While traveling, we are not looking for shopping centers or skyscrapers. We long to dive into a foreign, strange, unexplored culture. We want to witness the outstanding architecture and weird-looking buildings, to taste new dishes, and to see completely different people. The Khiva city is able to satisfy all of those desires.

Khiva Throughout the Centuries

Ancient Khiva is sited in the Khorezm region of Uzbekistan, 30 kilometers away from its regional center Urgench in the Amu-Darya’s lower reaches. Khiva is a unique open-air museum, the main pearl of the Khorezm oasis surrounded by the deserts, which stretches along the left strand of the Amu-Darya. For several centuries, Khiva was one of the major centers of the well-known caravan pathway called the Silk Road.

The Khiva history takes us thousands of years back. The city started its existence thanks to the Amu-Darya and the oases located along the left strand of the river. It was a perfect place to stop during the long caravan journey between the East and Europe. According to archaeological studies, the first settlement in that place was found almost 2,500 years ago. As the legend says, the city was built around the Kheyvak well, the water in which was said to taste amazing. The well was dug out by Sim, who was one of the sons of biblical Noah. You can see this well in the internal town of Khiva, Ichan-Kala.

In V-VI centuries Khiva became a significant settlement. Over time, it became not just a place of rest for the caravans but also an essential cultural and commercial center. After 1598, when the Amu-Darya altered its direction and left the old Khorezm capital city Urgench without water, Khiva became a new capital of the highly developed and powerful Khorezm state. The city is perfectly preserved to this day, presenting to us many exceptional monuments of the distant and mysterious past.

What You Will See in Khiva

When it comes to the city of Khiva photos aren’t enough. You need to personally see all the historical sights in order to feel that special oriental atmosphere.

The ancient inner city of Khiva is declared a part of the UNESCO World Heritage. It is called Ichan-Kala and is enclosed by mighty walls. The Old Town is very small, so a half of the day would probably be enough to explore it. After visiting Khiva, you can easily imagine how other cities of Central Asia looked many years ago.

You can enter the Old Town through one of the four gates. Palvan Darwaza, or the Eastern Gates, were built in 1804-1806 and were called “Slave Gates” because local slave traders used them at that time.

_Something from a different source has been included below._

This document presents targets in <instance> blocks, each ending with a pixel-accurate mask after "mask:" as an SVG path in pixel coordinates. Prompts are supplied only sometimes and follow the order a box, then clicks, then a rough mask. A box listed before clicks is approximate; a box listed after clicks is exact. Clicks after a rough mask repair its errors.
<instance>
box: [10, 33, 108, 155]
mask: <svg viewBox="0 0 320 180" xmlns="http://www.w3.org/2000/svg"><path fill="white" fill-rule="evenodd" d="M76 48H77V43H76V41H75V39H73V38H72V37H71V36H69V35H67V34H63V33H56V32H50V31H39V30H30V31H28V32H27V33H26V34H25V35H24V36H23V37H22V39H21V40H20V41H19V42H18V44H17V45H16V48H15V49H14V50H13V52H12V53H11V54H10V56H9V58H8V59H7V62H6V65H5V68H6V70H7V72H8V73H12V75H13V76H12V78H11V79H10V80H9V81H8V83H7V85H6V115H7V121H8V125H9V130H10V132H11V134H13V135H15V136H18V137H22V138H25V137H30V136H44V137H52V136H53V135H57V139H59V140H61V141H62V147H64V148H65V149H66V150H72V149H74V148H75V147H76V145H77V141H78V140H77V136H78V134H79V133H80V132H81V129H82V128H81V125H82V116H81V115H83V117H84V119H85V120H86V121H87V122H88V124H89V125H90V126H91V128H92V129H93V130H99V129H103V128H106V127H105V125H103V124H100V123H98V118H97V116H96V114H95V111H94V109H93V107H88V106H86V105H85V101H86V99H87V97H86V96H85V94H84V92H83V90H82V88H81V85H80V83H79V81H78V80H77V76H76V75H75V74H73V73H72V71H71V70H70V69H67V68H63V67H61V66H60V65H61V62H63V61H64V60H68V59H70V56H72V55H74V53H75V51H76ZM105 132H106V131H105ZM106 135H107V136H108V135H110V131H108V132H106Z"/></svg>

Among all the structures of ancient Khiva, the Kalta-Minar minaret attracts most attention. Its beautiful glazed tiles and fantastic majolica show the talent of the skillful Uzbek artists. Kalta-Minar is translated as “short”. Initially, it was expected to become the highest minaret in the East. But after Muhammad Amin Khan’s death in 1855, the construction ceased at the height of 29 meters. The reasons for ending the construction, of course, are covered with mystery and legends. But the fact remains – the largest minaret of the East remains unfinished.


Local People and Crafts

One of the main attractions in Khiva is its locals – people who have been living here for more than one generation, who love their land and, above all, protect the legacy of their ancestors. Their houses are always welcoming, and their smiles are warm. They live in the heart of their family’s history. Just like their ancestors, they greet travelers with a smile and an open heart.

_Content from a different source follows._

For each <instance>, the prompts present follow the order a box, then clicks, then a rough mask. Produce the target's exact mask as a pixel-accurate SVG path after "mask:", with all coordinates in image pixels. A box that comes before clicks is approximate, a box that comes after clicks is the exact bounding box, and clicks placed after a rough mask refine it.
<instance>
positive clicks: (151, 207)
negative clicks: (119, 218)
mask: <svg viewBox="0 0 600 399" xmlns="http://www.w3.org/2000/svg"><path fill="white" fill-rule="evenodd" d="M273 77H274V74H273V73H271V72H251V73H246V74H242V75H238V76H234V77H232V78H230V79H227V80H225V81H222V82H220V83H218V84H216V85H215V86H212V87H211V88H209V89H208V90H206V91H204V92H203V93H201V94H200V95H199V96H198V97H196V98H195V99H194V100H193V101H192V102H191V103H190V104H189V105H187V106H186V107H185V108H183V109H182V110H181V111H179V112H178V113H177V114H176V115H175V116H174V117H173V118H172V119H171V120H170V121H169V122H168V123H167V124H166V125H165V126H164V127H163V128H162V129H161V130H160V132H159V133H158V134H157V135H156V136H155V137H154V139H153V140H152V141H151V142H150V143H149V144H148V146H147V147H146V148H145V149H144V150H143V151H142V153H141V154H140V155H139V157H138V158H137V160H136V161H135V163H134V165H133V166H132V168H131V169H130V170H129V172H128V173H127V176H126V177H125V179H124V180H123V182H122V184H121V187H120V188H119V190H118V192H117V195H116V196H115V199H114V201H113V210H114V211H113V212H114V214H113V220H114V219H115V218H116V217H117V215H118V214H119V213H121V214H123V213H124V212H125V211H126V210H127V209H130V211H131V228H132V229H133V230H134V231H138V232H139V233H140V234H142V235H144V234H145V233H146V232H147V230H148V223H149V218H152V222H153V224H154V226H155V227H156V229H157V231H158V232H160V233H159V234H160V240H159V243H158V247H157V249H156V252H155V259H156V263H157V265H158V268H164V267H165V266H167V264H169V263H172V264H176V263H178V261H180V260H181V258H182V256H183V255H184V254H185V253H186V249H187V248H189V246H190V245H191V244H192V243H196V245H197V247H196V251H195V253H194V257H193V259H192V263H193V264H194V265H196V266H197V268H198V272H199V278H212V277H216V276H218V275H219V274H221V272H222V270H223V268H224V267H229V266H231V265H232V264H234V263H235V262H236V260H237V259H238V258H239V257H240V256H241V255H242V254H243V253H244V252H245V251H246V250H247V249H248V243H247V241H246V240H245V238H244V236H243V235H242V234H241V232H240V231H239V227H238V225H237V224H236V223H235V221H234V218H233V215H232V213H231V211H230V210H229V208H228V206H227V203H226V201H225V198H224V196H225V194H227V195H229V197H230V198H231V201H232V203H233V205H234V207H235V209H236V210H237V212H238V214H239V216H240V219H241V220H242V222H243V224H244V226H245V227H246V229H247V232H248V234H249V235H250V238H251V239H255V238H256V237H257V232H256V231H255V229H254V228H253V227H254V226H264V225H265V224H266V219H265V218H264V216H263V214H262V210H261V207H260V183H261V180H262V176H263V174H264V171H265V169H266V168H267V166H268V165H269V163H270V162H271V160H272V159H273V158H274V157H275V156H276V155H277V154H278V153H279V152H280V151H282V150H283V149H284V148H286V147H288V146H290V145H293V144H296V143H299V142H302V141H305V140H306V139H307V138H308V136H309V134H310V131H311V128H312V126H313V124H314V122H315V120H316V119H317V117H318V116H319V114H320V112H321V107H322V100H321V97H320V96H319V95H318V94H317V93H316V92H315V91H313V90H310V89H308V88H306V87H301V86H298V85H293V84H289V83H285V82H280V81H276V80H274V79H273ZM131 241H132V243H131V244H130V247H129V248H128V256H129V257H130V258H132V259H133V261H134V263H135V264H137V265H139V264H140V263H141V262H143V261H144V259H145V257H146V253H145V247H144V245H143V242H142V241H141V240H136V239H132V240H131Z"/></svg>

People in Khiva are extremely talented. Every tourist who comes here can buy souvenirs related to the following arts and crafts:

  • wood carving;
  • embroidery;
  • pottery;
  • wood painting;
  • handmade ceramics;
  • embossing and engraving;


While walking the streets of Khiva, you catch yourself thinking that modern civilization is very far away with all its haste and noise. But here, in the heart of a calm and peaceful atmosphere, you can truly have rest for both your body and soul.